- The Washington Times - Sunday, August 7, 2011

DETROIT — For the past seven months, geologist Dan Ten Brink has made his home in a loft in Detroit’s Corktown neighborhood, working at an upscale cafe to make ends meet while on the lookout for a more permanent job.

The Grand Rapids native, 26 and single, loves city living and riding his bike all over town, and he notes that today’s Detroit, while decidedly urban, retains a small-town feel that is less overwhelming than, say, Chicago or New York.

He is part of a trend of young professionals who are relocating to Detroit.
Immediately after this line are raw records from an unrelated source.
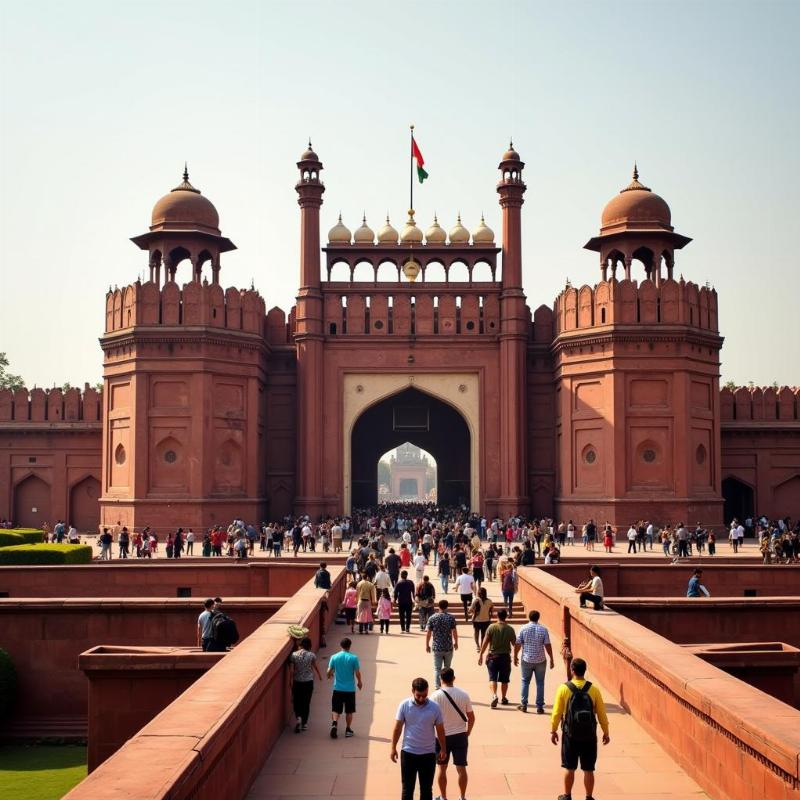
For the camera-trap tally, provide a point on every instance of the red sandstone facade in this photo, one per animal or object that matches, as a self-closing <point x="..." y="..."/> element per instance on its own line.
<point x="606" y="405"/>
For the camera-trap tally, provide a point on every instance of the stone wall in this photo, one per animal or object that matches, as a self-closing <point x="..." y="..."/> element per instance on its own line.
<point x="733" y="752"/>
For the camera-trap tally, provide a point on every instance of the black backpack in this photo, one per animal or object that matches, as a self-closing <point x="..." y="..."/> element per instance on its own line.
<point x="580" y="723"/>
<point x="223" y="630"/>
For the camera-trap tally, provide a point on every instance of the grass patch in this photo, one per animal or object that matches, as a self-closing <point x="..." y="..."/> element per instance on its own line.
<point x="40" y="772"/>
<point x="37" y="554"/>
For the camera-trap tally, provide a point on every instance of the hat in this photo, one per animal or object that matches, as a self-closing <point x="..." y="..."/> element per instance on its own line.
<point x="297" y="631"/>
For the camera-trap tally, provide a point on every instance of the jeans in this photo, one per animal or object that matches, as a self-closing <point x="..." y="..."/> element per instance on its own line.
<point x="405" y="617"/>
<point x="592" y="598"/>
<point x="528" y="671"/>
<point x="424" y="613"/>
<point x="301" y="699"/>
<point x="413" y="765"/>
<point x="441" y="659"/>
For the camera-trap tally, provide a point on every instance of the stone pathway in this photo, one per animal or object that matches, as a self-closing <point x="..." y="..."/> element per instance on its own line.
<point x="510" y="754"/>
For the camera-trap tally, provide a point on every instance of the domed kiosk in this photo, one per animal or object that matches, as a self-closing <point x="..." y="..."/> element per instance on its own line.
<point x="636" y="224"/>
<point x="184" y="225"/>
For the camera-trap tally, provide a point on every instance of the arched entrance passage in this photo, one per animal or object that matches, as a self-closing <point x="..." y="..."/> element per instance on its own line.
<point x="84" y="508"/>
<point x="429" y="423"/>
<point x="32" y="503"/>
<point x="738" y="497"/>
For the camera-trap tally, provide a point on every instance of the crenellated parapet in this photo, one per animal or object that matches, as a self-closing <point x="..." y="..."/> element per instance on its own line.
<point x="196" y="304"/>
<point x="760" y="404"/>
<point x="629" y="302"/>
<point x="51" y="405"/>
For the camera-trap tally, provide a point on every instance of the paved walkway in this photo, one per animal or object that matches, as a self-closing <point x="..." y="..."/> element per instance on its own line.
<point x="510" y="754"/>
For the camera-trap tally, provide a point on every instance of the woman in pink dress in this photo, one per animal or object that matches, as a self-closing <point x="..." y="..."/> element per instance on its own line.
<point x="384" y="610"/>
<point x="350" y="606"/>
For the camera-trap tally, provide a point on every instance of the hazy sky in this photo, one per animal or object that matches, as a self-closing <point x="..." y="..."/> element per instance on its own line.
<point x="100" y="103"/>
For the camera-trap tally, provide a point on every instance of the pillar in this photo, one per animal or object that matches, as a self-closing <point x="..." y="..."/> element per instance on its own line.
<point x="514" y="330"/>
<point x="309" y="342"/>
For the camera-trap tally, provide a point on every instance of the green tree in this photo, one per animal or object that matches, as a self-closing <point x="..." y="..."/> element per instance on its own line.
<point x="7" y="380"/>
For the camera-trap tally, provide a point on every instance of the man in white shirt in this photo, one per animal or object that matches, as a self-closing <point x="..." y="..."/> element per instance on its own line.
<point x="465" y="586"/>
<point x="459" y="719"/>
<point x="382" y="580"/>
<point x="592" y="590"/>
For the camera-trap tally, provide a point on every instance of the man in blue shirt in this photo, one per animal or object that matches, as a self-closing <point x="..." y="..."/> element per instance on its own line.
<point x="345" y="670"/>
<point x="421" y="722"/>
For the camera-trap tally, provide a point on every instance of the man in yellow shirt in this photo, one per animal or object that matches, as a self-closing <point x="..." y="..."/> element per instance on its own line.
<point x="579" y="707"/>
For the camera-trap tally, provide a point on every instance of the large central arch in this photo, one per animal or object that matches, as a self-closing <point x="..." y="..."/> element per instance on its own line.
<point x="458" y="391"/>
<point x="417" y="417"/>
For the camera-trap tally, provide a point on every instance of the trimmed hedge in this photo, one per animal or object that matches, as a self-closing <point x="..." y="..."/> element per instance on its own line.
<point x="8" y="684"/>
<point x="37" y="554"/>
<point x="29" y="535"/>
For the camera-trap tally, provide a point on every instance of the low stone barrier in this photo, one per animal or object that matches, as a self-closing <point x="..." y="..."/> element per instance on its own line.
<point x="45" y="637"/>
<point x="222" y="577"/>
<point x="735" y="741"/>
<point x="211" y="742"/>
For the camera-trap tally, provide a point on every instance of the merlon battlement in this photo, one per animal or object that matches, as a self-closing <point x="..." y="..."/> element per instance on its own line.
<point x="760" y="404"/>
<point x="194" y="304"/>
<point x="51" y="405"/>
<point x="628" y="303"/>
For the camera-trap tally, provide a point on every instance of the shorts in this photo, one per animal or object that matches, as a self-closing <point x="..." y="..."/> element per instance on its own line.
<point x="457" y="745"/>
<point x="573" y="752"/>
<point x="343" y="702"/>
<point x="499" y="666"/>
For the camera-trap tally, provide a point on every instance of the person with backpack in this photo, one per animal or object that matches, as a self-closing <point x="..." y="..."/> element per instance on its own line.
<point x="578" y="707"/>
<point x="224" y="633"/>
<point x="459" y="719"/>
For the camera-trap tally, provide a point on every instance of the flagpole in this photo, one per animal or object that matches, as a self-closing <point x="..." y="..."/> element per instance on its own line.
<point x="411" y="171"/>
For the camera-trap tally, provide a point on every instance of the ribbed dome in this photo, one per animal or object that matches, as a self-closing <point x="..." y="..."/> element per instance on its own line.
<point x="637" y="204"/>
<point x="309" y="154"/>
<point x="458" y="233"/>
<point x="511" y="154"/>
<point x="364" y="234"/>
<point x="184" y="208"/>
<point x="436" y="233"/>
<point x="411" y="233"/>
<point x="387" y="234"/>
<point x="339" y="233"/>
<point x="483" y="234"/>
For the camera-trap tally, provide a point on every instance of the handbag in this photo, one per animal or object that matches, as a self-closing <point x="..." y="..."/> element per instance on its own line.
<point x="453" y="703"/>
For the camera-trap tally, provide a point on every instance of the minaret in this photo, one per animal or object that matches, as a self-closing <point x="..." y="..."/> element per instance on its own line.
<point x="309" y="341"/>
<point x="514" y="327"/>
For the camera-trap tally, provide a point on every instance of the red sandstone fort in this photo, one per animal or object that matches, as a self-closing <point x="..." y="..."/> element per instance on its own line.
<point x="604" y="404"/>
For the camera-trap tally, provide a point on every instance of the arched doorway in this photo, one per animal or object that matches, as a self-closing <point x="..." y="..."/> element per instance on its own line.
<point x="738" y="497"/>
<point x="422" y="420"/>
<point x="407" y="474"/>
<point x="32" y="503"/>
<point x="84" y="508"/>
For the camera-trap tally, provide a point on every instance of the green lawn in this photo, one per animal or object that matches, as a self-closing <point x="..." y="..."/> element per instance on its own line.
<point x="40" y="772"/>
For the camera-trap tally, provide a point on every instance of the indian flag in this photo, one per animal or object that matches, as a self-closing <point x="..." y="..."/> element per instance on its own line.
<point x="417" y="156"/>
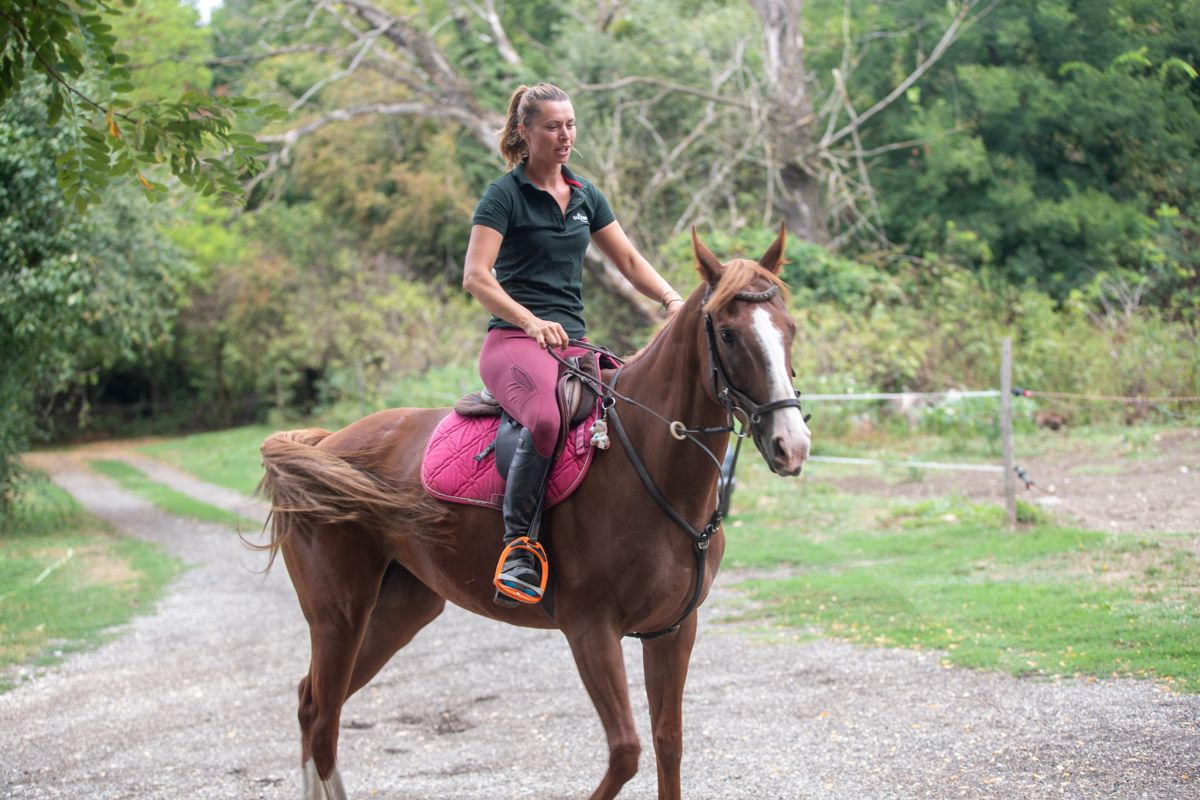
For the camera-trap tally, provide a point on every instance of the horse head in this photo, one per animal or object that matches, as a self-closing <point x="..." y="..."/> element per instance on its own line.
<point x="750" y="334"/>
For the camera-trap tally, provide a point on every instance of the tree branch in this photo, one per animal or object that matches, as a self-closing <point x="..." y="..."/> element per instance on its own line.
<point x="948" y="37"/>
<point x="665" y="84"/>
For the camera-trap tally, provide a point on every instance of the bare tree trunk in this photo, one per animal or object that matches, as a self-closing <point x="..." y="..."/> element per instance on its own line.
<point x="790" y="121"/>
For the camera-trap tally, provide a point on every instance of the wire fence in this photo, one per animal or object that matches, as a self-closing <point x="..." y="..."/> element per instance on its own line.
<point x="1009" y="469"/>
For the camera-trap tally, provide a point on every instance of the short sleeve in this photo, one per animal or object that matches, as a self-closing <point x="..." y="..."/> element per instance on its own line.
<point x="601" y="212"/>
<point x="495" y="210"/>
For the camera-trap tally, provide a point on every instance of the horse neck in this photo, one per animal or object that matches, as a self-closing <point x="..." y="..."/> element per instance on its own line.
<point x="671" y="376"/>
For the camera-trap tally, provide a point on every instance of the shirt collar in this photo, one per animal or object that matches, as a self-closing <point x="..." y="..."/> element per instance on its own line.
<point x="523" y="180"/>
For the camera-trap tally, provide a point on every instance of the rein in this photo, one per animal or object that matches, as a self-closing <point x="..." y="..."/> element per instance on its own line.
<point x="733" y="401"/>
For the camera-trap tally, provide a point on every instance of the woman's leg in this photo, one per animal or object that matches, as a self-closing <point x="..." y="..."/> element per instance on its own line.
<point x="523" y="377"/>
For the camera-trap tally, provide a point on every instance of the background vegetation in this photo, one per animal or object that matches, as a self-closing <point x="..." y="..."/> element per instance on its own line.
<point x="1031" y="170"/>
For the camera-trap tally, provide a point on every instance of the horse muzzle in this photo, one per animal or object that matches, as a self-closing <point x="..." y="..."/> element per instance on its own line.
<point x="784" y="440"/>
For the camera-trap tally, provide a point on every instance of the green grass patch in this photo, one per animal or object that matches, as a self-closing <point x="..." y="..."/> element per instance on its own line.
<point x="231" y="457"/>
<point x="66" y="578"/>
<point x="947" y="575"/>
<point x="227" y="458"/>
<point x="166" y="498"/>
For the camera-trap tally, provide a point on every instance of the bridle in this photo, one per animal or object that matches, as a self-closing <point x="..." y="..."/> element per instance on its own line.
<point x="732" y="398"/>
<point x="733" y="401"/>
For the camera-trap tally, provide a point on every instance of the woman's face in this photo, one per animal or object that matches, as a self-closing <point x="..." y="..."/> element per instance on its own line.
<point x="550" y="136"/>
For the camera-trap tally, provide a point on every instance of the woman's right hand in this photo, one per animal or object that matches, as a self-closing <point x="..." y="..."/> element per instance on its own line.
<point x="547" y="334"/>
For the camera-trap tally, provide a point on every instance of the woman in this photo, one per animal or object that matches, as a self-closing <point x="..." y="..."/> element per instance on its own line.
<point x="525" y="264"/>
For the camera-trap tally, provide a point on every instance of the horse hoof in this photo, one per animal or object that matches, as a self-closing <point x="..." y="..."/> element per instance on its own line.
<point x="315" y="788"/>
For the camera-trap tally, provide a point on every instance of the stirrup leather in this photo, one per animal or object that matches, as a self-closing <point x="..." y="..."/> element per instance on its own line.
<point x="539" y="553"/>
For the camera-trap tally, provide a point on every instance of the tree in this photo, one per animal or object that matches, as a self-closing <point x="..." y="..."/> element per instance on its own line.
<point x="89" y="92"/>
<point x="77" y="293"/>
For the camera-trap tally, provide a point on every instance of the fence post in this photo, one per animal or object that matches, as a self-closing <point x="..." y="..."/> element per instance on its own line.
<point x="1006" y="428"/>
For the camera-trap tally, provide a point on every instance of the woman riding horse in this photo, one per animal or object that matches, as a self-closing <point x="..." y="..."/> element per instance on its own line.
<point x="525" y="264"/>
<point x="375" y="559"/>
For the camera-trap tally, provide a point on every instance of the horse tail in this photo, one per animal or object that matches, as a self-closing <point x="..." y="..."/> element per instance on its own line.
<point x="311" y="486"/>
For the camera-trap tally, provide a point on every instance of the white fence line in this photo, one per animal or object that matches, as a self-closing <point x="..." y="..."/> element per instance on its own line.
<point x="949" y="392"/>
<point x="918" y="464"/>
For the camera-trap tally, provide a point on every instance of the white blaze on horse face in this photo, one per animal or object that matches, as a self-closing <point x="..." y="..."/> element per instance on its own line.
<point x="789" y="423"/>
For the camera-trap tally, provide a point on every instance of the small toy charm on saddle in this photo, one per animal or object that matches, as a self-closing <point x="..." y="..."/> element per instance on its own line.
<point x="514" y="588"/>
<point x="599" y="432"/>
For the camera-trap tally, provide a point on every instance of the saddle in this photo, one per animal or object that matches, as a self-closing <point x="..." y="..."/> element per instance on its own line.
<point x="576" y="403"/>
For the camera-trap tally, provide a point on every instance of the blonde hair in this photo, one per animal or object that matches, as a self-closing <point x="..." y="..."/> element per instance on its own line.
<point x="523" y="104"/>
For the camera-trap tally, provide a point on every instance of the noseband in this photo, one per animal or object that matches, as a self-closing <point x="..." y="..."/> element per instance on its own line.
<point x="732" y="398"/>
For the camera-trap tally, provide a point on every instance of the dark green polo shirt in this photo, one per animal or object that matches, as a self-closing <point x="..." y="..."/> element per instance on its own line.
<point x="541" y="258"/>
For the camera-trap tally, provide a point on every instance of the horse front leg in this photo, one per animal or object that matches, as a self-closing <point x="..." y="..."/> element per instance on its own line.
<point x="665" y="661"/>
<point x="598" y="656"/>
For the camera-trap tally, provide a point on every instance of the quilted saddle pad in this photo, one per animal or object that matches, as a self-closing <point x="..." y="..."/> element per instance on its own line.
<point x="449" y="470"/>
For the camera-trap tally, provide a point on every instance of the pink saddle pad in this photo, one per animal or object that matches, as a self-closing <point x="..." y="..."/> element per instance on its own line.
<point x="449" y="470"/>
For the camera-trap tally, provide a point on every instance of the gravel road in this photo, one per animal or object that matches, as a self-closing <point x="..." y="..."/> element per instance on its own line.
<point x="198" y="701"/>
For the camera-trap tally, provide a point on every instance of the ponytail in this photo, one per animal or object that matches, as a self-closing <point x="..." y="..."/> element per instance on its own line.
<point x="523" y="104"/>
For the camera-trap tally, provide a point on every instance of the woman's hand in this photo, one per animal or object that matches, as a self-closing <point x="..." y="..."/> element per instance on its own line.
<point x="546" y="332"/>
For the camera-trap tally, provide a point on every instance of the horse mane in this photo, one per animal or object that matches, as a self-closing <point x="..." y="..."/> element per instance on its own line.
<point x="739" y="274"/>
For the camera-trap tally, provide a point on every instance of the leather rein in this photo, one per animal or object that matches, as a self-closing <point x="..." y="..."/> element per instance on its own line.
<point x="730" y="397"/>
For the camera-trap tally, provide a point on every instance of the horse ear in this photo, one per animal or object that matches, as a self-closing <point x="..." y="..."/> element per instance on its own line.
<point x="773" y="259"/>
<point x="711" y="269"/>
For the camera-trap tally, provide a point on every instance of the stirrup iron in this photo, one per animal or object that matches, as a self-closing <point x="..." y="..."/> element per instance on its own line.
<point x="522" y="593"/>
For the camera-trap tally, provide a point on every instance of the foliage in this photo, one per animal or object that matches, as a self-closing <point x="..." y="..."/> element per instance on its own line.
<point x="1056" y="143"/>
<point x="66" y="578"/>
<point x="90" y="91"/>
<point x="77" y="294"/>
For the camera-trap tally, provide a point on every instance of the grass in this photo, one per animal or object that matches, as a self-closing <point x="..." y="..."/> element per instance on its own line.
<point x="66" y="578"/>
<point x="947" y="575"/>
<point x="227" y="458"/>
<point x="169" y="500"/>
<point x="942" y="575"/>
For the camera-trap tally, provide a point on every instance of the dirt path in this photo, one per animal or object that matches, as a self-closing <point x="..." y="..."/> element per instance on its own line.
<point x="197" y="701"/>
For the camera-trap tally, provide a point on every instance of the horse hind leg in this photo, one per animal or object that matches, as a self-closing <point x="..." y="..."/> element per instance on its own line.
<point x="403" y="607"/>
<point x="359" y="633"/>
<point x="601" y="666"/>
<point x="665" y="661"/>
<point x="337" y="576"/>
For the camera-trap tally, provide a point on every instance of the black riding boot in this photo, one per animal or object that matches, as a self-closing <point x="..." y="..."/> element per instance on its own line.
<point x="522" y="510"/>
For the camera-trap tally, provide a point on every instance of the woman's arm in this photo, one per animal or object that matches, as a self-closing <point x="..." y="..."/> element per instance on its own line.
<point x="483" y="248"/>
<point x="617" y="248"/>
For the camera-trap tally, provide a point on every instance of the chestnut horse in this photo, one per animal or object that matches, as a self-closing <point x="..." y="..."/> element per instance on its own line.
<point x="373" y="559"/>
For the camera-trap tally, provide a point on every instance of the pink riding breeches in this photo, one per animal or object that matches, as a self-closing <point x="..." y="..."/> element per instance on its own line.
<point x="523" y="378"/>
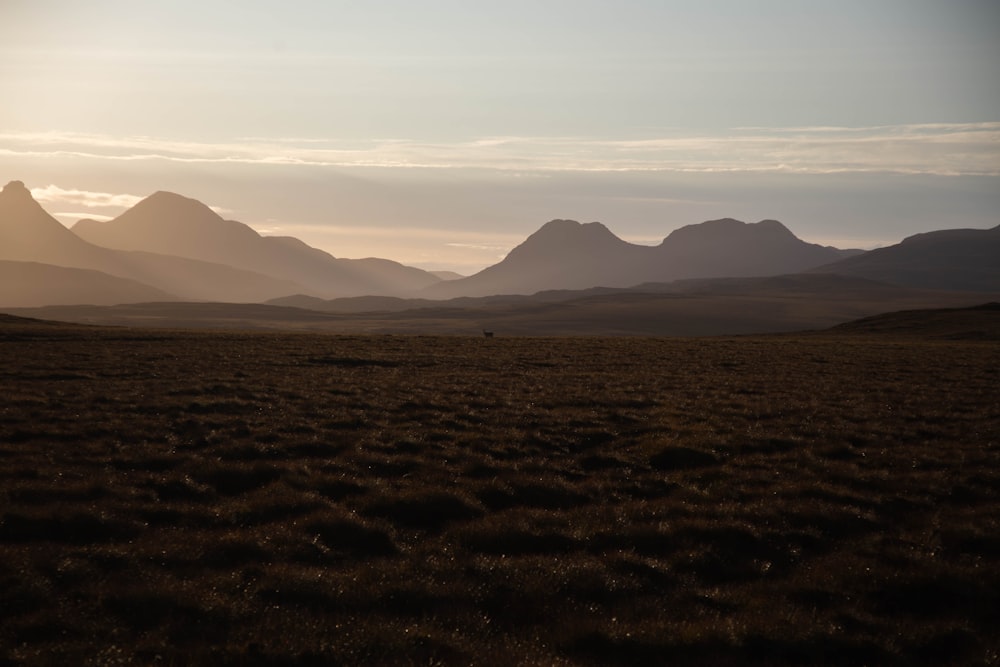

Although the city has lost significant population in the past several decades, including a 25 percent drop from 2000 to 2010, one demographic is up 59 percent: college-educated professionals ages 24 to 35 who live downtown, according to the 2010 census.

With a host of apartments, condos and lofts opening in midtown and several large companies such as Quicken Loans, Compuware and Blue Cross and Blue Shield moving operations to the city center — and offering cash incentives, no less, to staffers willing to live nearby — the rebirth of Detroit is capturing the imaginations of young and upwardly mobile explorers who say they want to get in on the ground floor of what they describe as a cultural shift.

“This is a city that is starting to fight back,” Mr. Ten Brink said. “A lot of people have moved in from the suburbs because they want to be a part of a growing urban culture.

“It’s starting to turn upbeat here,” he said. “It’s a fun area to be around. I feel like new things are happening, and it’s great to see it taking shape.”

A city opening its doors

After taking years of criticism for political malfeasance, a foreclosure epidemic and epic blight, Detroit was named last month by Forbes magazine as the best American city for business.

Some would dispute the superlative, but those who support the emerging business and creative mojo say the city is opening its doors to possibilities, reinventing itself amid criticism from outsiders that the Motor City has become unmanageably dirty, poor and crime-ridden.

One of those true believers is Nate Forbes — no connection to the magazine — a Detroit-area native who is the managing partner in the Forbes Co., which owns and manages the tony Somerset Collection shopping center in nearby Troy.

The company opened a CityLoft shop on Detroit’s once-resplendent Woodward Avenue, now a mishmash of fledgling businesses and empty storefronts. The 4,500-square-foot retail space offers a sampling of wares from the high-end retailers at Somerset.

At the shop’s swanky opening last week, Mayor Dave Bing, the former Detroit Pistons star who has faced down a $126 million budget shortfall and criticisms that his business sensibilities outweigh his compassion, proudly proclaimed, “Our city is ready to come back.”

Mr. Forbes said he is realistic about growth — it won’t happen overnight — but that the changes are dynamic and the atmosphere palpable.

“This area was a bustling street for many years. Now, when you are down here you can feel the momentum with all of the young people around,” he said. “They have rebuilt the riverfront area. It’s becoming more of a dynamic place.”

The rebirth, he said, has been shaped by public-private partnerships, and he calls the current generation of city leaders business-friendly.